Of all the countries in the EU, house prices fell the most in Spain last year, placing the country in a league of its own for double-digit price declines. Seasoned investors will know now is the time to look seriously at Spain.
Spanish house prices fell 12.8pc last year according to Government figures (see Official Spanish House Price Index falls 12.8pc in 2012). The EU House Price Index, just published by Eurostat – the statistical office of the EU – reveals that Spain was the EU country where house prices fell the most last year, by a long stretch.
House prices, as measured by the EU’s House Price Index (HPI), fell by 1.8pc in the Euro area
and by 1.4pc in the EU in the fourth quarter of 2012 compared with the same quarter of the previous year.

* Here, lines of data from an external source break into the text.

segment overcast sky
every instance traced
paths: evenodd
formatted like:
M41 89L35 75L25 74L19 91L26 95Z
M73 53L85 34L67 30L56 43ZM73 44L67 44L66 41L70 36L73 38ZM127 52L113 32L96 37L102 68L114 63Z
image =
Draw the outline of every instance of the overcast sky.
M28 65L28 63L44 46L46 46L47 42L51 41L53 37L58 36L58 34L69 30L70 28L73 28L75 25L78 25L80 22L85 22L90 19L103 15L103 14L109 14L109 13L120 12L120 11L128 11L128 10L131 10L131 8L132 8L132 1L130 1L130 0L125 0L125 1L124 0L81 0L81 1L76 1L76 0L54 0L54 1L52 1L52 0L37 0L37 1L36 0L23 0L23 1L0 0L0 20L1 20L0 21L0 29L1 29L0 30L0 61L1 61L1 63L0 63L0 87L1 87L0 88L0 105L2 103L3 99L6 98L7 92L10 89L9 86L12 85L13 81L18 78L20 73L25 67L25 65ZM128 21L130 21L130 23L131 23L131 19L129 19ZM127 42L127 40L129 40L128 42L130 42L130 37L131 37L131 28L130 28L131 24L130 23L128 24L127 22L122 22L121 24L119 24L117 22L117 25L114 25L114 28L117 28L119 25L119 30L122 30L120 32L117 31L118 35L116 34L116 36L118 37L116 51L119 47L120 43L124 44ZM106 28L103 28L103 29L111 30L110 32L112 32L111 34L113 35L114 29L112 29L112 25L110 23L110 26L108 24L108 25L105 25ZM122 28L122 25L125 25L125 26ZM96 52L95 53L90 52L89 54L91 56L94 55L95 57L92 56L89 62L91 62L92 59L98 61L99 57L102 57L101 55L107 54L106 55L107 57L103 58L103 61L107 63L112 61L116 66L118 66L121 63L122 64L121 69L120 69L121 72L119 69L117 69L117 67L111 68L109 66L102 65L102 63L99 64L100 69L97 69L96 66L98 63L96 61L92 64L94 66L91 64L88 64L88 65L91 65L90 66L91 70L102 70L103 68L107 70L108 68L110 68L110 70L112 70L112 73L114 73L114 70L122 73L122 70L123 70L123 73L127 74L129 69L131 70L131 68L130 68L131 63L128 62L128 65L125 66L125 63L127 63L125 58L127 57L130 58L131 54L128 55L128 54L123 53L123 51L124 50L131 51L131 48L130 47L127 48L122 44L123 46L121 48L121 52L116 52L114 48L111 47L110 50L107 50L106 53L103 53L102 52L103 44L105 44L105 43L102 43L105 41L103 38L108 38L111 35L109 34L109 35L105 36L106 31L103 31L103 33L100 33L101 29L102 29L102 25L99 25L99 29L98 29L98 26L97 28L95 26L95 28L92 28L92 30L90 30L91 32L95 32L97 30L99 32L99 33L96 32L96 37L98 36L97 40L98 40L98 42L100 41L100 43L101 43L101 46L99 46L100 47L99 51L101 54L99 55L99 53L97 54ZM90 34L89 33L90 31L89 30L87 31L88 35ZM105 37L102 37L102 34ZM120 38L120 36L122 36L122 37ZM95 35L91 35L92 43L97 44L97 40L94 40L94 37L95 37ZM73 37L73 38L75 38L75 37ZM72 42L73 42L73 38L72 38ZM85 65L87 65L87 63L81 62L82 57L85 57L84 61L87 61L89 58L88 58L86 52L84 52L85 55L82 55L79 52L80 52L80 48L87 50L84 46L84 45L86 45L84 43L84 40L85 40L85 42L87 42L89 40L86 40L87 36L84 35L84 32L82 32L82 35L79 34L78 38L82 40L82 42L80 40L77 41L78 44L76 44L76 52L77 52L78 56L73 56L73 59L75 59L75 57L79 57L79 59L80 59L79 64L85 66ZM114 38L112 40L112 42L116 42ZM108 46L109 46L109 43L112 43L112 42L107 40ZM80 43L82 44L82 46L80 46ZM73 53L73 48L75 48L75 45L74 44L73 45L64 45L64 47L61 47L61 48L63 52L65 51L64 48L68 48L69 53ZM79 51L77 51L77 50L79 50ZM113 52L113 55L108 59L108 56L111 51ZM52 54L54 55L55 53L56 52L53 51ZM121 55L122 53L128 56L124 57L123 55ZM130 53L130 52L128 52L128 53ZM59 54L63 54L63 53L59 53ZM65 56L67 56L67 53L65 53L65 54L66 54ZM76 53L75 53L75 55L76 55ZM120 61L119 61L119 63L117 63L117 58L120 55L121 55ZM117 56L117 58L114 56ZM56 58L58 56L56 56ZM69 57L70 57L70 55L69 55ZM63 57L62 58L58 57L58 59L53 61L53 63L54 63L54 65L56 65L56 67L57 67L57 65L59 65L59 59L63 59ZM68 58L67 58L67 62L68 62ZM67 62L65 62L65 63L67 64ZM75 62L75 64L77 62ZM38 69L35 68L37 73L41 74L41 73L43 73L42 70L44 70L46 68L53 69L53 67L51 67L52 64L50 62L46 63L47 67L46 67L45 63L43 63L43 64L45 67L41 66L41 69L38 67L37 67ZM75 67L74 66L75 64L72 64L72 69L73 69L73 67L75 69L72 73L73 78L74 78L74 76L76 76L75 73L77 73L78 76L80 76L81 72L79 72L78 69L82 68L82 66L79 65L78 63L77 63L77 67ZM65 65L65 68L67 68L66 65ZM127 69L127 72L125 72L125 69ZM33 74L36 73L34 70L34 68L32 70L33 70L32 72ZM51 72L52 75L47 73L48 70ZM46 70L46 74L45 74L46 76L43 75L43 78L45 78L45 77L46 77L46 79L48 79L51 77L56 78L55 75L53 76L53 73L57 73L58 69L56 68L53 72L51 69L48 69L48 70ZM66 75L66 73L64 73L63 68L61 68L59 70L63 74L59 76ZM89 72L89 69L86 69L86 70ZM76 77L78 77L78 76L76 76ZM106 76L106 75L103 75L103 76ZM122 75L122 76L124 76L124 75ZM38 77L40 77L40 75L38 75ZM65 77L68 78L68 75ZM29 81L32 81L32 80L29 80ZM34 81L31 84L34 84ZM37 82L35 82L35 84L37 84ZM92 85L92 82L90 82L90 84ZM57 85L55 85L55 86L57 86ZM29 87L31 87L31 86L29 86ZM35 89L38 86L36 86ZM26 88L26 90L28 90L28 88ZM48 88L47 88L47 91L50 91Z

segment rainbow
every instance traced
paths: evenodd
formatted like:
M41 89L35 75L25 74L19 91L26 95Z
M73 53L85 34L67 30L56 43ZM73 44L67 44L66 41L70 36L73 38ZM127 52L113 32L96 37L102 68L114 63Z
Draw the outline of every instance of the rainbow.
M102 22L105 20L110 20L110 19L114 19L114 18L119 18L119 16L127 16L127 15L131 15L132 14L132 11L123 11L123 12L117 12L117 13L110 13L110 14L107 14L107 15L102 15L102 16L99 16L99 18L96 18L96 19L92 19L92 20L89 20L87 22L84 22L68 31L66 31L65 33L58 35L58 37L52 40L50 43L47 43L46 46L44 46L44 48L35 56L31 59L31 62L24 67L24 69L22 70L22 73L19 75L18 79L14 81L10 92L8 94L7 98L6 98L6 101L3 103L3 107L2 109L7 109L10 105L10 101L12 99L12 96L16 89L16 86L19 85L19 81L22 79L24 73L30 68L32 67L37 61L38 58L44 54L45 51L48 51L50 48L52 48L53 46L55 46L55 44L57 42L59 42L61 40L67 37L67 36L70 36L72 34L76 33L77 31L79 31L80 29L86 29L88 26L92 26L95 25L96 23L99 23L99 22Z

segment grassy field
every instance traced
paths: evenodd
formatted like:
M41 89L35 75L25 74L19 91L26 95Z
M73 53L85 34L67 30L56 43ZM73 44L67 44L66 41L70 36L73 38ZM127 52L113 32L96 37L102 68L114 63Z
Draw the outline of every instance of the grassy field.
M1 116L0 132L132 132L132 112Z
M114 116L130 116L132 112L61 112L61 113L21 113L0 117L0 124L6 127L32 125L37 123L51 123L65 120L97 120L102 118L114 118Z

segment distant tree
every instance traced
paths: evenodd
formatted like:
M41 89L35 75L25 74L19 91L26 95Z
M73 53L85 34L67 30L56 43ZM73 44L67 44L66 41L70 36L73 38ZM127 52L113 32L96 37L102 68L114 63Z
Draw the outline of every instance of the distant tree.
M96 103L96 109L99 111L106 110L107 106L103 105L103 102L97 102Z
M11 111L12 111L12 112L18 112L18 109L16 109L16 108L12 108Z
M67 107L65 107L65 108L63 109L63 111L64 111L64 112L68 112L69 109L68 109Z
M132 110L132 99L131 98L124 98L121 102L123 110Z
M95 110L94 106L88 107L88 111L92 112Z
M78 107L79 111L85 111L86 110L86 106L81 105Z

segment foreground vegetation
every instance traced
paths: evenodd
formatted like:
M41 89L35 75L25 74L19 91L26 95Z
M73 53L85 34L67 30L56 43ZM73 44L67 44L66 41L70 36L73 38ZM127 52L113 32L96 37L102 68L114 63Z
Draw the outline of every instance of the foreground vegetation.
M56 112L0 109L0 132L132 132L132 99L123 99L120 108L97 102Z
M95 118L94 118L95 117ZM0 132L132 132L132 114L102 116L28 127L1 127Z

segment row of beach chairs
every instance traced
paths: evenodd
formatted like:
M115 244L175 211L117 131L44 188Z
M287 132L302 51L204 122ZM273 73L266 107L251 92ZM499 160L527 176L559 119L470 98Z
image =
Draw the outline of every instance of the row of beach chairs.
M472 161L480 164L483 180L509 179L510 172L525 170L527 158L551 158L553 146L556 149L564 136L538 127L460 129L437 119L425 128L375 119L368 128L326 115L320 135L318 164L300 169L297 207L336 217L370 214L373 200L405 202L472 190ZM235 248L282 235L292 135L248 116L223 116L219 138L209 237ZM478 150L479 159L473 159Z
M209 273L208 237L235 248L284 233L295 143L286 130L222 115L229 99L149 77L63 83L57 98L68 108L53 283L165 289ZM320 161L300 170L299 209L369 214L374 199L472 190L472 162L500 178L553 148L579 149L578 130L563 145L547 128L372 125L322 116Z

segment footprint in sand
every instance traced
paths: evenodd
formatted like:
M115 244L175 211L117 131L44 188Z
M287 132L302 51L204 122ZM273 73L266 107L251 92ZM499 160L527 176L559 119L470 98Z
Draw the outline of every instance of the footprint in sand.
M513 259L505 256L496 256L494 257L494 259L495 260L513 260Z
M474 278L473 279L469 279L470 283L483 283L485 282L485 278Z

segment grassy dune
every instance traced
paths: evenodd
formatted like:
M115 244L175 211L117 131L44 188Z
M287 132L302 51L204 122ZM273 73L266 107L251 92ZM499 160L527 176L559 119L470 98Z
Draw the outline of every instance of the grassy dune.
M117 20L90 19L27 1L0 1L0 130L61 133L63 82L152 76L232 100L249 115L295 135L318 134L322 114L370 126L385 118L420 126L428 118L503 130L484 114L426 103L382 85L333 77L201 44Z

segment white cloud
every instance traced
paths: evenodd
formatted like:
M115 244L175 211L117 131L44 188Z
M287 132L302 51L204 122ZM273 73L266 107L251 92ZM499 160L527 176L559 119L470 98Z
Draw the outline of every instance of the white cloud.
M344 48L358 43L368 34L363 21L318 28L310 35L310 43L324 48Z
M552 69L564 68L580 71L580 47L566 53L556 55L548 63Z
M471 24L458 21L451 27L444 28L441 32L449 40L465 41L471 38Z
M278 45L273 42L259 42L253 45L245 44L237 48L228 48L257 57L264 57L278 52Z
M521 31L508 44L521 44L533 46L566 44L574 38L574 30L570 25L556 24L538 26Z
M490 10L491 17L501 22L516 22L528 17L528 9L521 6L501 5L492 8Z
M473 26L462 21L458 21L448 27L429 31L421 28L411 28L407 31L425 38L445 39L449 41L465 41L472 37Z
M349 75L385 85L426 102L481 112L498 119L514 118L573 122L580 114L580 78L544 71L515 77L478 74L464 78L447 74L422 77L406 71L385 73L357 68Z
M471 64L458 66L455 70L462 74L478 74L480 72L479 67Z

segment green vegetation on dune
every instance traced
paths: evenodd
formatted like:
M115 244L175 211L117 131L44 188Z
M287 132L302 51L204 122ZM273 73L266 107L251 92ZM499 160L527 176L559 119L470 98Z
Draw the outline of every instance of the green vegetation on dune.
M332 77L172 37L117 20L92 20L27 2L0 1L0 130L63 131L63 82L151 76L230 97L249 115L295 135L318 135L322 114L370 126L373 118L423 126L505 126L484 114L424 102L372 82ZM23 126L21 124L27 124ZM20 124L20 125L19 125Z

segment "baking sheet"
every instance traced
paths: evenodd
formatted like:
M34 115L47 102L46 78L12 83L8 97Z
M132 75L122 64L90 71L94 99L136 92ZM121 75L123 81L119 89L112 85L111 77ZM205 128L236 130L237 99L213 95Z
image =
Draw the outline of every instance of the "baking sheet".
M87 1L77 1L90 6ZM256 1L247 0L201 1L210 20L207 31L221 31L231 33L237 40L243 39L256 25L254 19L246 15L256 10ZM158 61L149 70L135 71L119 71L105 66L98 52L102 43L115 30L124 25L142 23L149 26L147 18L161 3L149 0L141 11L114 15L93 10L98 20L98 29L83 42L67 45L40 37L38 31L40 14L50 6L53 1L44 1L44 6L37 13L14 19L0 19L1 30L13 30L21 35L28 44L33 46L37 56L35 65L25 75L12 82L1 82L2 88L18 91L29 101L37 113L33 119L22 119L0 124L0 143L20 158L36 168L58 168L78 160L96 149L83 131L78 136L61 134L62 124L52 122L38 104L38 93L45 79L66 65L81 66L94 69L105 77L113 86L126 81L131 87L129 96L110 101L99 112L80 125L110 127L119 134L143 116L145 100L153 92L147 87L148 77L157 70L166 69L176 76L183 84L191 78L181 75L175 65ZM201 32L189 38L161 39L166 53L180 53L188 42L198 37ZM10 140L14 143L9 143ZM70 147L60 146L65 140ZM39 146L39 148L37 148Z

Among the Member States for which data are available, the highest annual increases in house prices in the fourth quarter of 2012 were recorded in Latvia (+9.8%), Estonia (+5.8%) and Malta (+5.4%), and the largest falls in Spain (-12.8%), Romania (-9.1%), and Slovenia (-8.8%).
No figures are available for Greece and Cyprus, where house prices are also likely to have fallen substantially, and might have given Spain some company in the negative double-digits.
It’s interesting to compare price changes in Ireland and Spain: Annualised property price declines in Ireland shrank from 16.3pc in Q1 to just 4.5pc in Q4, whilst Spanish declines ended the year almost exactly where they started.
I assume that Ireland is nearing the end of it property price adjustment process, whilst Spain is still at the nadir.
A time of opportunity
My interpretation is that, after 4 years of denial and unrealistic price expectations, enough vendors in Spain are finally coming to terms with reality. House price declines have been accelerating in the last couple of years, and Spanish house prices are starting to offer good value. There are great bargains to be had.
Prime Spanish property, in particular, might now a good investment for those prepared to do the homework to identify the opportunities.
In a world awash with central bank liquidity, menacing inflation, low interest rates, and risible returns on savings, ever cheaper Spanish real estate is starting to attract the interest of increasing numbers of international investors.